850 Miners idle over 1 man

1926 Three Blantyre Miners at Priory Colliery

1926 Three Blantyre Miners at Priory Colliery


The failure of an underground coal-cutting machineman to turn up for his work on the evening of Sunday 7th August 1938 and the consequent refusal of the pit manager on the following Monday night to allow him to start was responsible for 850 men being idle at Priory Colliery. The Blantyre pit, belonging to William Baird & Co., Ltd. On the one machineman being forbidden to go to work, the other machinemen in both pits refused to start. A meeting of miners was held at the colliery on the Tuesday morning, and they also decided not to start until the man had been reinstated. The failure of the machineman to turn up for work on the Sunday night was a breach of an agreement existing between the manager and the machinemen.

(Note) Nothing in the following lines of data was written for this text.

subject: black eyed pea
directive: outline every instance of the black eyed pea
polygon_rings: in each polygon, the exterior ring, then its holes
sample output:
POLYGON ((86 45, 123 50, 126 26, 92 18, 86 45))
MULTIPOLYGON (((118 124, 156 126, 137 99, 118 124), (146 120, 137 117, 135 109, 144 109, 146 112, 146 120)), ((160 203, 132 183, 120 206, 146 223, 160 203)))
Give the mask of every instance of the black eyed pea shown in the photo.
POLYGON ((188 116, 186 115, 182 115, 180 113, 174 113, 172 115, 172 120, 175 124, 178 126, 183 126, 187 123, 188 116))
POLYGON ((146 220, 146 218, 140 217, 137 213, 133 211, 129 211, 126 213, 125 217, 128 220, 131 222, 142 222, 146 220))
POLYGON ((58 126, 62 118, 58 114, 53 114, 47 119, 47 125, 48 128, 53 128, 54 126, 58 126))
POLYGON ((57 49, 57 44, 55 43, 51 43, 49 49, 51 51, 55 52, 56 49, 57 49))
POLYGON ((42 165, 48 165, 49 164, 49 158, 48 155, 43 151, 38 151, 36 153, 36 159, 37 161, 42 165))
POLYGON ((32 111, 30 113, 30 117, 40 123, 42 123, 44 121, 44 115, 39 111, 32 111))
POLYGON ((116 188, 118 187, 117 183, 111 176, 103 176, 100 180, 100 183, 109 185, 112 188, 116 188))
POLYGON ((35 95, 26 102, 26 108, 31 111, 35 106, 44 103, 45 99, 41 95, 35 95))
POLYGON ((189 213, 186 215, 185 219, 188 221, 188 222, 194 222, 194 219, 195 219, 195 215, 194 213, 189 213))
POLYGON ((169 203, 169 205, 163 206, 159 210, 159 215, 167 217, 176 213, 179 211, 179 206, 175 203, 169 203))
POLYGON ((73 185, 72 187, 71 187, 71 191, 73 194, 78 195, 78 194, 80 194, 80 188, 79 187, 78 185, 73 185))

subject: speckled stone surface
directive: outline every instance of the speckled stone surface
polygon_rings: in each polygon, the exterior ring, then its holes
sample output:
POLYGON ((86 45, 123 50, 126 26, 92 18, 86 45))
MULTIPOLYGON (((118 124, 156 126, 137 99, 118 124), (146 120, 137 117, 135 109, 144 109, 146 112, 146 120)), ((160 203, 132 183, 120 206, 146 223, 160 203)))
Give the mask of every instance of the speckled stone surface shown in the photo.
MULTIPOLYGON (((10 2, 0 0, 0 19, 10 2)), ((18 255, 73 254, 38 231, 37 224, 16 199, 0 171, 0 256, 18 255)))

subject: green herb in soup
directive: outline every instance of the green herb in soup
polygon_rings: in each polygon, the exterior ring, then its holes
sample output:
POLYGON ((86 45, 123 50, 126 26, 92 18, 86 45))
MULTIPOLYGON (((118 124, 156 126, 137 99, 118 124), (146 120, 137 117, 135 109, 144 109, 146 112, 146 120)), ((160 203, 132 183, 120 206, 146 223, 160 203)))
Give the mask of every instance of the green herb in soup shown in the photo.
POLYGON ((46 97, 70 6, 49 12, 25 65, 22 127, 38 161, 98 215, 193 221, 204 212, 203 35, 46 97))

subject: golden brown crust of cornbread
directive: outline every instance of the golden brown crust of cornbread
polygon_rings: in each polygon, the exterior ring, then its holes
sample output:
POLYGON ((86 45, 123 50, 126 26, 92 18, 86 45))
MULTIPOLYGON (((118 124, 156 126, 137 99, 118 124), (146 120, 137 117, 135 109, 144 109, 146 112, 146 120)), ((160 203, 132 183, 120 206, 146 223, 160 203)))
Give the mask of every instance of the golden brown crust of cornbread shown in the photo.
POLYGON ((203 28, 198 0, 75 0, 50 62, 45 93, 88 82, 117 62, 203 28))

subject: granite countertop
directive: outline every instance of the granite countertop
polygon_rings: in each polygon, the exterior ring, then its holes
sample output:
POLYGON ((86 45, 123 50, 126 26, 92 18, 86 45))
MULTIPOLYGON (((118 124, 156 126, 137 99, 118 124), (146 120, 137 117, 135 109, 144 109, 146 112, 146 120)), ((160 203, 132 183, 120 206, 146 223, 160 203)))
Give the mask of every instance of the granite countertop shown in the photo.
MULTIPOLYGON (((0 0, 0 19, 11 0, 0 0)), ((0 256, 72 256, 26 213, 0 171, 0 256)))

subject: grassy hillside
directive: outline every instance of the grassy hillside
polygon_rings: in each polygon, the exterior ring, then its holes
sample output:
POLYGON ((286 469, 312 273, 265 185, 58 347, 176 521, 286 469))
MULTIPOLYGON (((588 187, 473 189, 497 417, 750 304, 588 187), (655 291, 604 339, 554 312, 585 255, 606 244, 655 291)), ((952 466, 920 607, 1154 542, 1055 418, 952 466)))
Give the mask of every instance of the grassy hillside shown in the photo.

When a machineman was unable to take up duty he was required to notify the manager or overman, and thus allow the officials to make arrangements to got a man to do his work , as machinemen are the most important class of workmen in the colliery.  The manager told a local reporter that he might have overlooked the man’s failure to turn up, but this was the second occasion on which the man had failed to notify them of his inability to attend work. The manager also stated that no overture had been made to him throughout the day by the idle men.

The dispute was settled on Wed 10th August 1938, when seeing that 850 men were on track to lose wages, the machineman took it upon himself to apologise to the manager, which was accepted quickly.